著者は夫婦で経営する大手系列のコンビニ店舗のオーナー。1960年代生まれ、30歳代で開業、30年間毎日店頭に立ち続け、60歳代になる女性である。

まえがきに「本日で1057連勤」とある。即ち、1057日連続勤務、3年近く、1日も休んでいないとの意味。24時間営業、オーナー経営者とはいえ、一般では考えられない激務である。

コンビニにはあらゆる種類のお客が来店する。店長の土下座事件が話題となった。カスタマーハラスメントは日常茶飯事。それでも笑顔を保つ商売。夜間はワンオペ勤務、日に何回も食品納品、陳列と時間との戦い。著者は人間不信・人間恐怖になると言う。

消費者として身近な存在でありながら、その実態はあまり知られていない。ゴミ処理(月3万円要するという)ペットボトルのキャップを外す手間が大変とある。キャップを外し、中身をキレイにして捨てることで店舗が大いに助かることを初めて知った。

働き方改革の中、経営者の平均年齢は53.2歳、平均加盟年数14.2年、60歳で廃業する人が多い。オーナーの勤務日数が週6.3日、年間休暇日数21.3日、1日13時間勤務も当たり前、深夜勤務もあれば、体力勝負の経営、高齢では続けられない商売である。

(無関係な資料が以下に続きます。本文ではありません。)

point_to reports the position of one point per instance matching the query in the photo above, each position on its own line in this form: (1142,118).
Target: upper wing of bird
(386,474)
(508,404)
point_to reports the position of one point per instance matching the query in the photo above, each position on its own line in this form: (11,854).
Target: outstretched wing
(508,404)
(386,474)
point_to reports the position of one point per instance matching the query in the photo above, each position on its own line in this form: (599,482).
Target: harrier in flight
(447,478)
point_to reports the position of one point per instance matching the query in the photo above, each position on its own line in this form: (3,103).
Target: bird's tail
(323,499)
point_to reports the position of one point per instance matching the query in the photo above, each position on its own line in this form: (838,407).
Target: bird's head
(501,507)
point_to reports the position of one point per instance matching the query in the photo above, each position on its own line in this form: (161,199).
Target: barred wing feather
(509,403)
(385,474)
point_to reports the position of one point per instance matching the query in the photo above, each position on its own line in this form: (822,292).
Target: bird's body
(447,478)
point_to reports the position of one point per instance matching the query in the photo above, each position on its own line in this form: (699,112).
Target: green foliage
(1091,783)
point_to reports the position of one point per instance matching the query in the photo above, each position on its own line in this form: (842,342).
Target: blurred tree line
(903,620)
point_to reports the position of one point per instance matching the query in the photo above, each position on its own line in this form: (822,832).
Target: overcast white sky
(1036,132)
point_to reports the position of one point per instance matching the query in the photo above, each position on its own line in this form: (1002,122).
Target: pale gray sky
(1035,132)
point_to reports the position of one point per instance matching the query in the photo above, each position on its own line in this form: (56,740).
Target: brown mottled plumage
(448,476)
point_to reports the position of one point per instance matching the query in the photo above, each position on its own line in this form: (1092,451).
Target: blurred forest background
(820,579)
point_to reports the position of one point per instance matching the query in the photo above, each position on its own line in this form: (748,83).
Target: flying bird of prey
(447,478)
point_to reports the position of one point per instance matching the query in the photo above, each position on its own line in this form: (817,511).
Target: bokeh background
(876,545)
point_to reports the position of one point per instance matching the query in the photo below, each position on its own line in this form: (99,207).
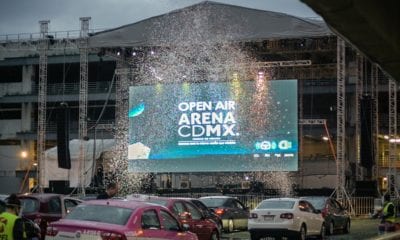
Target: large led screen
(214,127)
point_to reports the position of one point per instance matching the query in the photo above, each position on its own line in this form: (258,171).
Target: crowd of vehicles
(206,218)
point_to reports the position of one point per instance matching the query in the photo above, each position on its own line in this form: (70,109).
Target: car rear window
(29,205)
(318,203)
(161,202)
(276,205)
(213,202)
(101,213)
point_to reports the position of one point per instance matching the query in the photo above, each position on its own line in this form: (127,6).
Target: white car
(285,217)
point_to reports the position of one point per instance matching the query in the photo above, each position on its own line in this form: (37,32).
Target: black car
(208,213)
(335,215)
(234,214)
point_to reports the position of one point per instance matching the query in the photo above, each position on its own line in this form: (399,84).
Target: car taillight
(51,231)
(112,236)
(253,215)
(219,211)
(324,212)
(37,220)
(287,215)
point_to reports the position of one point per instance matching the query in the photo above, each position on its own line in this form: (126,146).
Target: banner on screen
(214,127)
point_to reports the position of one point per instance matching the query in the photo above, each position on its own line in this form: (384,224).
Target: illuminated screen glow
(214,127)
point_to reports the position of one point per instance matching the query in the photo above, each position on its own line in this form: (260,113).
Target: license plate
(268,217)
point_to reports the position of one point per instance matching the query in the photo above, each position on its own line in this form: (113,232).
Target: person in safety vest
(389,211)
(11,225)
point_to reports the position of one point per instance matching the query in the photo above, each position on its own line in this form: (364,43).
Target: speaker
(63,155)
(366,142)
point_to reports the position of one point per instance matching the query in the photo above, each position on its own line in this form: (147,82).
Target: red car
(43,208)
(188,213)
(118,220)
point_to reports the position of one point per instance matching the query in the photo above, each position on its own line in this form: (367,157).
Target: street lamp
(24,154)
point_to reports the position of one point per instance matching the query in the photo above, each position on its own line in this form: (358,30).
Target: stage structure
(42,46)
(42,102)
(83,99)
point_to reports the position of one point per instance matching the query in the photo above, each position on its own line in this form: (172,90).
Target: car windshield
(100,213)
(29,205)
(161,202)
(318,203)
(213,202)
(276,204)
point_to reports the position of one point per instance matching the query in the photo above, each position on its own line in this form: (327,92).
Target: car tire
(330,229)
(231,226)
(214,235)
(346,228)
(302,233)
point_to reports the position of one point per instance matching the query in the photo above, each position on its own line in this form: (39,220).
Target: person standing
(388,213)
(11,225)
(111,191)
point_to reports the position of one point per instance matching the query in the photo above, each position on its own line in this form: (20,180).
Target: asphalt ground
(361,229)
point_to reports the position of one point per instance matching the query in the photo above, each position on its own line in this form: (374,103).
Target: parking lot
(360,229)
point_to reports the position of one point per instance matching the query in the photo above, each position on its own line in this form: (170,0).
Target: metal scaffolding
(375,117)
(359,93)
(83,100)
(42,103)
(120,164)
(392,171)
(341,118)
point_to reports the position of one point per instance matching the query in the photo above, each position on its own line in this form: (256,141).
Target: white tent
(54,173)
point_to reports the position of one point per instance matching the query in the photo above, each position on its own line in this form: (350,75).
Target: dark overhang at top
(371,26)
(209,22)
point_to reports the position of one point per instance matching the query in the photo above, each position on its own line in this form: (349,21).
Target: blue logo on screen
(136,111)
(273,145)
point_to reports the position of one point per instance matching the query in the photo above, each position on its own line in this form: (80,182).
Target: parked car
(188,213)
(234,214)
(336,217)
(207,213)
(119,220)
(290,217)
(43,208)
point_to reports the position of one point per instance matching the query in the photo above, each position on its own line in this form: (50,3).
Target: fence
(362,206)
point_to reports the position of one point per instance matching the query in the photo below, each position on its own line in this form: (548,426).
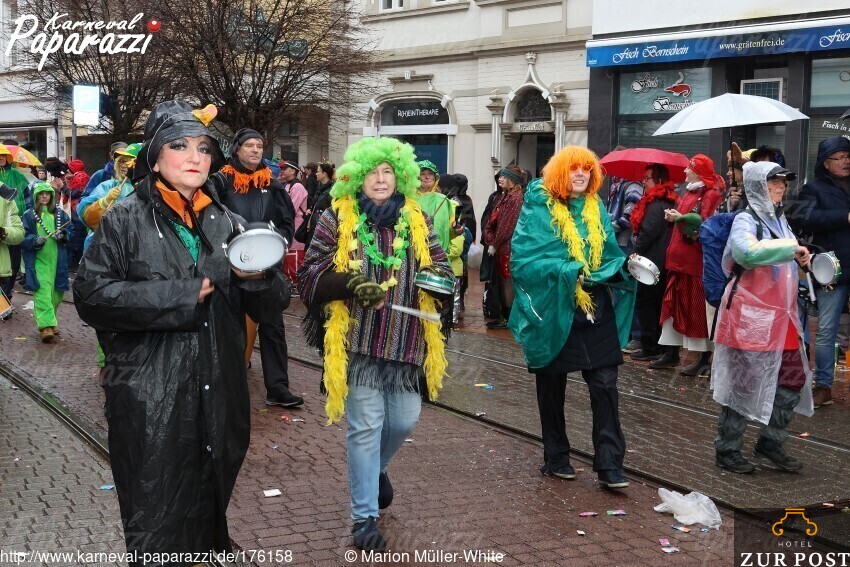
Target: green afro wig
(367,154)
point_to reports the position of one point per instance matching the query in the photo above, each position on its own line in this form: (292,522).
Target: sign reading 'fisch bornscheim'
(786,41)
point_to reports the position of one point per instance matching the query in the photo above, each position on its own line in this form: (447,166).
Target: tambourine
(255,247)
(432,281)
(644,270)
(826,268)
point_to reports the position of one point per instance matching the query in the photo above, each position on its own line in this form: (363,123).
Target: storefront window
(638,134)
(830,83)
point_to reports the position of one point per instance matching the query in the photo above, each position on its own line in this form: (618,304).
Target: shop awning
(741,41)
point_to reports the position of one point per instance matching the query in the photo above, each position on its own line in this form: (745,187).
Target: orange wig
(556,174)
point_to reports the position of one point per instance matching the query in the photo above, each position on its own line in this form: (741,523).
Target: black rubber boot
(701,366)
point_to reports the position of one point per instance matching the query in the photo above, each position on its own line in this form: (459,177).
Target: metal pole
(73,139)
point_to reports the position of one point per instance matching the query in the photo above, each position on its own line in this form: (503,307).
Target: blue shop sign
(700,48)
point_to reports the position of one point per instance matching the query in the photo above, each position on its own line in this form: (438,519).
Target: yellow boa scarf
(339,322)
(563,221)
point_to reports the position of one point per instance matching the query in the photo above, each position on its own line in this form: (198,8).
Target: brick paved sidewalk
(50,496)
(459,485)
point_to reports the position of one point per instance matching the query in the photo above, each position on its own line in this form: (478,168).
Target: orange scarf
(242,181)
(178,204)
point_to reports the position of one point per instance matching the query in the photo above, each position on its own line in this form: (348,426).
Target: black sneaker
(286,400)
(776,454)
(642,355)
(367,536)
(734,462)
(566,472)
(385,491)
(666,360)
(613,478)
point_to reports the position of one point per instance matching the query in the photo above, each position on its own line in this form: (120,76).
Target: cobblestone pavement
(51,499)
(460,485)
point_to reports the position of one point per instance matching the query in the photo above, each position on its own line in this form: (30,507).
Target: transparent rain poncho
(751,329)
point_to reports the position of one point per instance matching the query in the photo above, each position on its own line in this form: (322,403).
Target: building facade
(477,84)
(651,59)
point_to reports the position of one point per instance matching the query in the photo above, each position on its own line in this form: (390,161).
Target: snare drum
(826,268)
(255,247)
(644,270)
(6,308)
(432,281)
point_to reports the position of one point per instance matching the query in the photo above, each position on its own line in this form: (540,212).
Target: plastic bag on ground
(694,508)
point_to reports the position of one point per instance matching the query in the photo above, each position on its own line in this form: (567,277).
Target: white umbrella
(728,110)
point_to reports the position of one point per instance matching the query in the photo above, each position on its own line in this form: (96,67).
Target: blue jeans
(378,424)
(830,304)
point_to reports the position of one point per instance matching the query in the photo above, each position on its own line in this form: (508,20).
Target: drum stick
(434,317)
(811,287)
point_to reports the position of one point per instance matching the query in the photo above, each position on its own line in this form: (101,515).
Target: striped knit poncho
(380,333)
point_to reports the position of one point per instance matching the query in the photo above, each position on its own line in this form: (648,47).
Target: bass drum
(255,247)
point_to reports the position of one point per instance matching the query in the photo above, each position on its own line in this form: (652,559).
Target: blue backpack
(713,234)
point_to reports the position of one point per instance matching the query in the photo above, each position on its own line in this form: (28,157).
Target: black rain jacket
(175,381)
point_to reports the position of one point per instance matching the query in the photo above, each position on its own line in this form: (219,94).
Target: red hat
(76,165)
(703,166)
(80,179)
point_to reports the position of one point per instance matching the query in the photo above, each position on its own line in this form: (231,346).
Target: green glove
(355,279)
(369,295)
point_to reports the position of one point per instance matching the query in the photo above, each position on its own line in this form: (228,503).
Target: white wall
(623,17)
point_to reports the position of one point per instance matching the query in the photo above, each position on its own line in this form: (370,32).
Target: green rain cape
(545,277)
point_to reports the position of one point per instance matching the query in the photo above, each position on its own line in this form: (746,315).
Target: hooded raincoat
(176,391)
(754,326)
(545,278)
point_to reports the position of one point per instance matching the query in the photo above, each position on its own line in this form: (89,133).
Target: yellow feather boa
(563,221)
(339,322)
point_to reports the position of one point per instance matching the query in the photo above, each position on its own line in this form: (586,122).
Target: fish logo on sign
(680,87)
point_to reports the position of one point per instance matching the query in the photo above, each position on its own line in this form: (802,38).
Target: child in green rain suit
(46,229)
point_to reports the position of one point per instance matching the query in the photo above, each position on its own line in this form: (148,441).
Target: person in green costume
(567,268)
(46,229)
(10,175)
(440,208)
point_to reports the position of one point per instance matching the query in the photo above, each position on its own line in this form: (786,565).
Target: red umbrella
(631,164)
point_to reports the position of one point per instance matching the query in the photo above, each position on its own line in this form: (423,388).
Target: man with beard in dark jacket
(822,209)
(248,188)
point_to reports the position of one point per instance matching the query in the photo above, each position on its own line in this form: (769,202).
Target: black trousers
(274,355)
(609,445)
(648,311)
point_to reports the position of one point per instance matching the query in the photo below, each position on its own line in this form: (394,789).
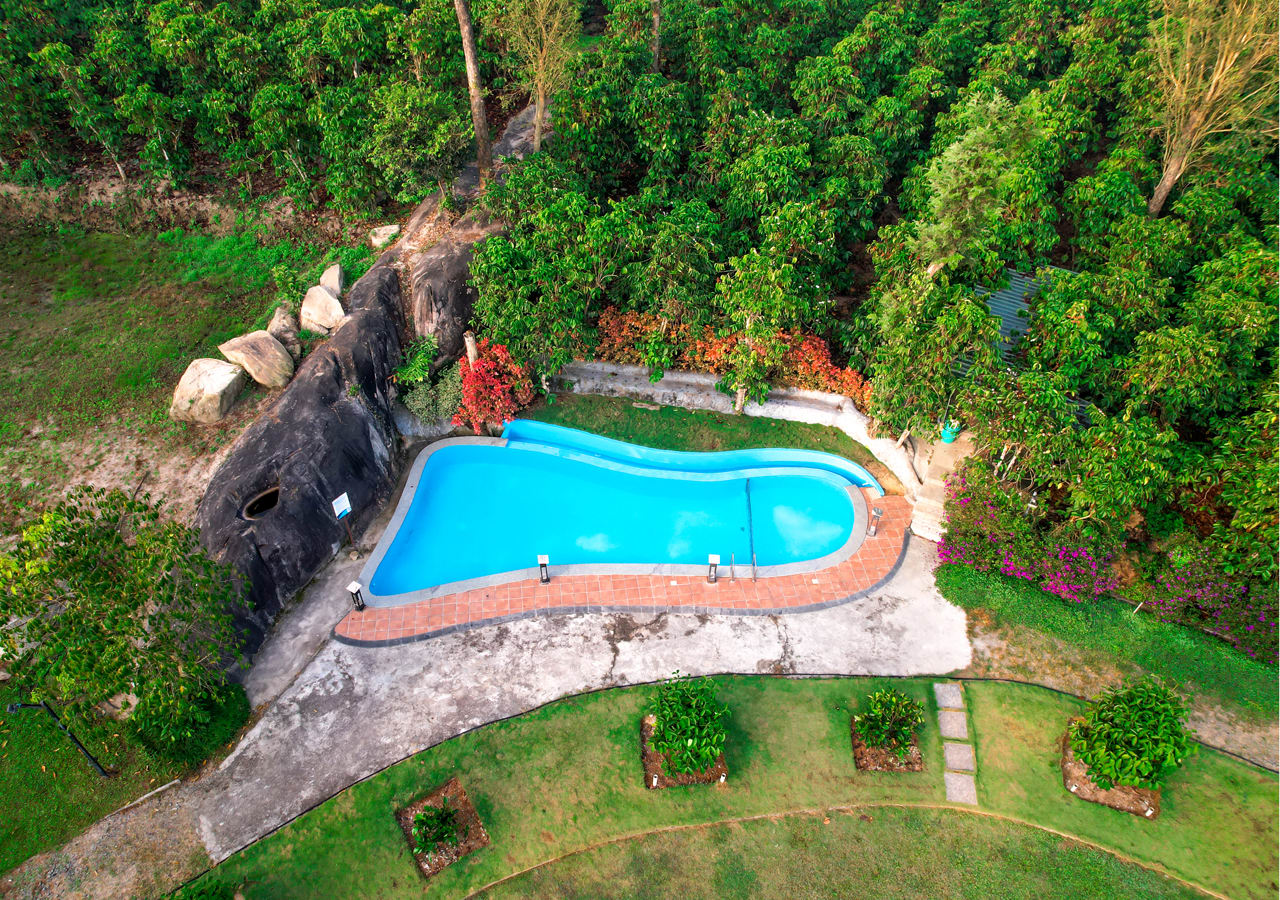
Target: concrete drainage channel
(959,759)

コンビニは弁当の賞味期限廃棄が問題となっている。値引き販売が禁止されている。著者家庭の食費は廃棄食品ですべて賄える。「母親の味」はコンビニ弁当の味、笑えられない現実である。

店舗乱立で売上は減少傾向。電気代は増加一方、廃棄食品の仕入原価はオーナー利益から差し引かれる。廃棄発生の有無で大きく利益は減少する。著者は、「コンビニ経営はギャンブル商売」と言う。

競合激化でも、本部ロイヤリティーの全体は増加する。店舗タイプによって、純利益の70~45%がロイヤリティーとして抜かれる。生かさず殺さず。一種の奴隷制に近い。

厳しい経営実態にも関わらず、ほのぼのとした小さな親切、人間関係のエピソード、地元住民との交流が描かれ、読書後にさわやかさが残る。著者の人間性であろう。ぜひ、一読をお薦めする。